Royal Ontario Museum

Where the art is
No one can turn a second-rate city into a cultural sensation quite like a starchitect — and Toronto has had more than its fair share chipping in. In 2007, Daniel Libeskind made his mark on the Royal Ontario Museum, adding a new wing fronted by a sculptural mass of jagged glass to the century-old institution. The following year, native son Frank Gehry unveiled his transformation of the Art Gallery of Ontario, encasing the historic structure in a billowing glass facade. And in 2014, the Japanese Pritzker-winning architect Fumihiko Maki completed his strikingly angular white granite Aga Khan Museum. Next up is this fall’s Museum of Contemporary Art, which, overseen by the local firm E.R.A. Architects, is turning a long-abandoned corner of the city into the next major arts hub.

Grant van Gameren

Where to drink
The cocktail craze is approaching pandemonium in Toronto, and at its forefront is Grant van Gameren, the young chef and restaurateur behind some of the city’s most happening spots for a sip. “[Torontonians] have become more adventurous in what they drink,” he says. “Old spirits are gaining new interest, and mixologists are becoming just as famous as chefs. It’s an exciting time.” Here, van Gameron shares his short list — including a couple of his own joints — for the perfect T-dot tipple.
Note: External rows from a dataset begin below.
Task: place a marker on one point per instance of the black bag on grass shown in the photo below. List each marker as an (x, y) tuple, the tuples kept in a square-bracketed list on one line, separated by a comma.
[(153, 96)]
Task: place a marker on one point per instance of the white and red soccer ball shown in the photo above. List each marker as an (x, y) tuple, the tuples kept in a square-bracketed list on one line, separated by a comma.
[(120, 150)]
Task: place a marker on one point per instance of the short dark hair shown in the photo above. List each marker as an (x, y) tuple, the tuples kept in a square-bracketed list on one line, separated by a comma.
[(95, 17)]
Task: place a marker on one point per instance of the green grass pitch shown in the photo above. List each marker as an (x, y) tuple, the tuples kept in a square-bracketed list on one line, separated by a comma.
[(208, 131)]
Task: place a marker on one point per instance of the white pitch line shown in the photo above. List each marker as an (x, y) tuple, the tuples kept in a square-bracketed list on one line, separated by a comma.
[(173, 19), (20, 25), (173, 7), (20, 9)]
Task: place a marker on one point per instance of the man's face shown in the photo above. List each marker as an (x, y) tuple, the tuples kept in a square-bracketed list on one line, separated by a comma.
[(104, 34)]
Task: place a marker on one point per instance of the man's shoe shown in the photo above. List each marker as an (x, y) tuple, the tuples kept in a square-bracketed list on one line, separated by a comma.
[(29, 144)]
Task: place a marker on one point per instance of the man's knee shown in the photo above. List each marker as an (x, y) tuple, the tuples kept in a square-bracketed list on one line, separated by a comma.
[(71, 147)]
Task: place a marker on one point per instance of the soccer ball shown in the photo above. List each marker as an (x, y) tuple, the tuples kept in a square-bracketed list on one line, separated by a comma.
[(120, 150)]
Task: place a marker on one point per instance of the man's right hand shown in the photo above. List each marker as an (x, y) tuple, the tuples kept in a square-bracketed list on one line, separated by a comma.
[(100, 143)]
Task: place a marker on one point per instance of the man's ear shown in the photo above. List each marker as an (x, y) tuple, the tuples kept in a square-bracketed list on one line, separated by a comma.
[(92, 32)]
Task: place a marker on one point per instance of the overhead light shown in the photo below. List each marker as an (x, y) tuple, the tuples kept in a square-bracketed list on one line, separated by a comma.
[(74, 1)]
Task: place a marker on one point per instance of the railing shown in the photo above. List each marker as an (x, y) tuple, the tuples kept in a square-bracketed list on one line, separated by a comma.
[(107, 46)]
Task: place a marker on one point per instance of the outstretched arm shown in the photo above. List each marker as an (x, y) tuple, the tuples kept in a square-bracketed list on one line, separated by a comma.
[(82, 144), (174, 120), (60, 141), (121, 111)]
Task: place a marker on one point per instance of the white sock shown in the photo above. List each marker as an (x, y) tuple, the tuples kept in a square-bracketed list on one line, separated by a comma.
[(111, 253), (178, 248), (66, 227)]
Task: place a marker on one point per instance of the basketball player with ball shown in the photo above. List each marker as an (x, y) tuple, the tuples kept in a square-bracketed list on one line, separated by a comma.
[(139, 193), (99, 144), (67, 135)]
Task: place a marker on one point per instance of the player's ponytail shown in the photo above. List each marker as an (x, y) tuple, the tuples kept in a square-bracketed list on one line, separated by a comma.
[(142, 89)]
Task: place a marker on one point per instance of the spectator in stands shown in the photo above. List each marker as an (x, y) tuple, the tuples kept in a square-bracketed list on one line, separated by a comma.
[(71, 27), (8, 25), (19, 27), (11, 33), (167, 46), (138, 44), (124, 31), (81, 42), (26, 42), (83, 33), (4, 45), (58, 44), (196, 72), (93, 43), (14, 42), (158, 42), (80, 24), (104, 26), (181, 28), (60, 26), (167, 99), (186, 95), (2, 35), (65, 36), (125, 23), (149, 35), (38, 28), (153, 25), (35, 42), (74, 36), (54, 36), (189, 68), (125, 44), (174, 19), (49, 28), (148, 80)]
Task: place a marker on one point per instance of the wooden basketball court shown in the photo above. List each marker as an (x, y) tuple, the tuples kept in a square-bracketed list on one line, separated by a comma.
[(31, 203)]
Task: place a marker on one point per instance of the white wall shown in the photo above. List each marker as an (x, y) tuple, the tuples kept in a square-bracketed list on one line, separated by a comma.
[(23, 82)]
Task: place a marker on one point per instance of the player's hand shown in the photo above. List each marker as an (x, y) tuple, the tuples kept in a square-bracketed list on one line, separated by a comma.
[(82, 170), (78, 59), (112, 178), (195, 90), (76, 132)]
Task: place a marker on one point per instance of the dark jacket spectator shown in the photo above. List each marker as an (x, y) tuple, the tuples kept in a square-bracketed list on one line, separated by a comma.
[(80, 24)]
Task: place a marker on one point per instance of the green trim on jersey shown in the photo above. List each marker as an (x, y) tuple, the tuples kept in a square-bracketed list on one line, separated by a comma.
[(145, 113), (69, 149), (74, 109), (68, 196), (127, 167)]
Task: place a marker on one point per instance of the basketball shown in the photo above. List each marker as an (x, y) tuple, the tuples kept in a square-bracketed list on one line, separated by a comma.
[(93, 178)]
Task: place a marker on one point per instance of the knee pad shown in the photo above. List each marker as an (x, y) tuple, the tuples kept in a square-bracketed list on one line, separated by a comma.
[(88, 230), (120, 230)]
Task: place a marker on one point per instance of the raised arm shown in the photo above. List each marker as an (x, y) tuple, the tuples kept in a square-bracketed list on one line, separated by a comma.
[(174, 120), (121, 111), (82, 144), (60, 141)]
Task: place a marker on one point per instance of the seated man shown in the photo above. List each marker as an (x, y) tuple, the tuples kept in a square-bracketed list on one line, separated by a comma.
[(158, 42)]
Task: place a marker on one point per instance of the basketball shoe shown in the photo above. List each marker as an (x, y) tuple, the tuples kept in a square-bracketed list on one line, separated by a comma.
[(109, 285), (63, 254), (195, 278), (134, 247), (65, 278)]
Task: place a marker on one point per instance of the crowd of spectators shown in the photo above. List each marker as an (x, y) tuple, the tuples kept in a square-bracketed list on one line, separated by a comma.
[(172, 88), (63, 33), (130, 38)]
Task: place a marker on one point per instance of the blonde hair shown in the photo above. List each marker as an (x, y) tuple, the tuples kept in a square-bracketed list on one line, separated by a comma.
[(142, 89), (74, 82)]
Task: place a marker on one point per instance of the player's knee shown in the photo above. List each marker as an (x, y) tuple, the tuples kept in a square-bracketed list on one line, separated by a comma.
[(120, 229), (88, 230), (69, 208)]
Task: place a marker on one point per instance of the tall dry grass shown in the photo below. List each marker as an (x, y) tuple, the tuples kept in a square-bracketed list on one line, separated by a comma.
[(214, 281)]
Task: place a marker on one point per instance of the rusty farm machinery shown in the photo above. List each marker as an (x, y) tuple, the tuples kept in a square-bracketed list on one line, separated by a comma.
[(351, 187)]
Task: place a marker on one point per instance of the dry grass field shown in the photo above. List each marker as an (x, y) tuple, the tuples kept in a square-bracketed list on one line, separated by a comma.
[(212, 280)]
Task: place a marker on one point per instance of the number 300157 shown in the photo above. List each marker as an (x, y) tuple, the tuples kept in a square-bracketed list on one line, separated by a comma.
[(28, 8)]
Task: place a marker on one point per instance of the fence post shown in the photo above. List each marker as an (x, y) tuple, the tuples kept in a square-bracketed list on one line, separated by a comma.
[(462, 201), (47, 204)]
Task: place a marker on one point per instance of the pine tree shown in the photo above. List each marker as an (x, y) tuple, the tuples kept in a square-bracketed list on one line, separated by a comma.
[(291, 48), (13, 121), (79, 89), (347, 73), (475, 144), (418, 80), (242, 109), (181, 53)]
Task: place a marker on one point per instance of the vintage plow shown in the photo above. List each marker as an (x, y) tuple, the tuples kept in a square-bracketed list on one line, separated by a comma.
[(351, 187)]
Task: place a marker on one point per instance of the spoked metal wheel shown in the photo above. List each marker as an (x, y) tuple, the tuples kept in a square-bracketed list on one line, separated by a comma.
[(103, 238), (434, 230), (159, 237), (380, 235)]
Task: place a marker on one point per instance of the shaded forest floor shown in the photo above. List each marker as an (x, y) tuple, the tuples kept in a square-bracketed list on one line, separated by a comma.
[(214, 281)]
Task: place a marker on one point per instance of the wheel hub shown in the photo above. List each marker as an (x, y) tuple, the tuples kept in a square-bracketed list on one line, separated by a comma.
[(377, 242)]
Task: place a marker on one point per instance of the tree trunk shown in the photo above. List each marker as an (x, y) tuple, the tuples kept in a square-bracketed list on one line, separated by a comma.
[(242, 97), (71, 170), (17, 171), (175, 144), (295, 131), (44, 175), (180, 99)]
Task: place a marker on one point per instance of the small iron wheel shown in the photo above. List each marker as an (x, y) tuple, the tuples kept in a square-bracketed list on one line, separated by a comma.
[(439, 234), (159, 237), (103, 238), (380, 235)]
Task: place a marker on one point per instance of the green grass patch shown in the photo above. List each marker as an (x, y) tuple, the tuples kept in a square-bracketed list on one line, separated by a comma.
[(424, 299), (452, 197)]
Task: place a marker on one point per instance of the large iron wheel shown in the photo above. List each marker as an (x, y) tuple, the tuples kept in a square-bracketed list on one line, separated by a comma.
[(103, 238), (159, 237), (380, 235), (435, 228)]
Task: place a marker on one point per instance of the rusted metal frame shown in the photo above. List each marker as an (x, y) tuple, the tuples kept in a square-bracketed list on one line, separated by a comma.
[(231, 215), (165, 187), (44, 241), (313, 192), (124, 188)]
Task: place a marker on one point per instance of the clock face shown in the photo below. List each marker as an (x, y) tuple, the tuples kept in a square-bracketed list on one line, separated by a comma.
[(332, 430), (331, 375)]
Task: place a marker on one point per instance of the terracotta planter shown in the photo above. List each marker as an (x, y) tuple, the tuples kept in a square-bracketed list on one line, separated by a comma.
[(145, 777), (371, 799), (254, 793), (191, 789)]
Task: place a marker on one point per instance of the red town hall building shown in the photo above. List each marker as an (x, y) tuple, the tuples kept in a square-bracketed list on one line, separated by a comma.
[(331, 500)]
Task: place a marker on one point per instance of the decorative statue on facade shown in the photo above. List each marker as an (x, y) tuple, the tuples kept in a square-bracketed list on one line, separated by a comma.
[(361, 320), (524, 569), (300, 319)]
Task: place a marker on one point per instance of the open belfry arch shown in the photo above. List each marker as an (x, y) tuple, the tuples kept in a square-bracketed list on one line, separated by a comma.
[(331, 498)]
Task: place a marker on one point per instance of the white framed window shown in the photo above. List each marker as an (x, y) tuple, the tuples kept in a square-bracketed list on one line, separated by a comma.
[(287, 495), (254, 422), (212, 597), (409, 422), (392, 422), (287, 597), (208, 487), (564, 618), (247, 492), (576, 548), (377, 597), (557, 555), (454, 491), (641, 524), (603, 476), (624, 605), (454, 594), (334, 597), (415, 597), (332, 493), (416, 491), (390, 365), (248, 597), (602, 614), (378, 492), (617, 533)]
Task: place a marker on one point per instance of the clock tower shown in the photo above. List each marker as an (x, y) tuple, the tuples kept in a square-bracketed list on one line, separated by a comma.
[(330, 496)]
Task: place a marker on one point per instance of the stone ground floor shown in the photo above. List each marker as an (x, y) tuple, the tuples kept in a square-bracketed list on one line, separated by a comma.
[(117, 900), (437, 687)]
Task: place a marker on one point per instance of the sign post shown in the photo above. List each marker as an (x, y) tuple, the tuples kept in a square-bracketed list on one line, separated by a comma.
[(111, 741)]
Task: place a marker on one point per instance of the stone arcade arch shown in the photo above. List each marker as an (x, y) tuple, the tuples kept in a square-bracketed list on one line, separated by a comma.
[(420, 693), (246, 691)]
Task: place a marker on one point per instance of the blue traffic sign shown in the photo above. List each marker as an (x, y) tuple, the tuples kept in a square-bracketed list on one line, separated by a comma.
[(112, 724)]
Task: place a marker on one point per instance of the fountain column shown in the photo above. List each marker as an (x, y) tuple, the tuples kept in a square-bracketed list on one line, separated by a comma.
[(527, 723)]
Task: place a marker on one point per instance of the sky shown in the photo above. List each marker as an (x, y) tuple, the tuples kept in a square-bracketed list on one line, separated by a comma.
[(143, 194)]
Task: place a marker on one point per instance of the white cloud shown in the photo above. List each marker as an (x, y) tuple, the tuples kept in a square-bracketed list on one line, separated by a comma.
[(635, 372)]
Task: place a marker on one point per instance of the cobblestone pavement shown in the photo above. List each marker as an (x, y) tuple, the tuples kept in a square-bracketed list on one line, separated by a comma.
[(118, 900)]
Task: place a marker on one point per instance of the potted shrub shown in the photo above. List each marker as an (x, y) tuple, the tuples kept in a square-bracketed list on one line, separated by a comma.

Bar Raval: “My first pintxo-bar experience gave me a feeling I will never forget,” says Van Gameron, whose interpretation of the northern Spanish–style bars is as authentic as it is intimate, offering craft cocktails, Spanish wine, and small bites like jamón ibérico and tortilla española.
Alo: According to van Gameron, Toronto’s hottest new restaurant is also a great place for a drink. “The cocktails here are delicious, and the team are some of the most hospitable characters you can come across.”
Pretty Ugly: Van Gameron’s Queen Street West outpost is “rebellious and unpredictable,” combining a small mezcal bar in the front with a moody speakeasy in the back. Order the Crystal Lake, made with La Guita Manzanilla sherry, foraged herbs, and egg white.
Civil Liberties: This hideaway on Bloor Street is “a bartender’s bar. There’s no menu; just tell them what you like.” Homemade ingredients like dried eucalyptus and snap-pea flowers promise many a memorable concoction.
Cold Tea: Marked only by a glowing red light over the door, this Kensington Market pub is eclectic yet unassuming. “I love a good cocktail bar where I feel equally comfortable ordering a beer.” In addition to microbrews and made-from-scratch cocktails, Cold Tea serves dim sum — but no cold tea.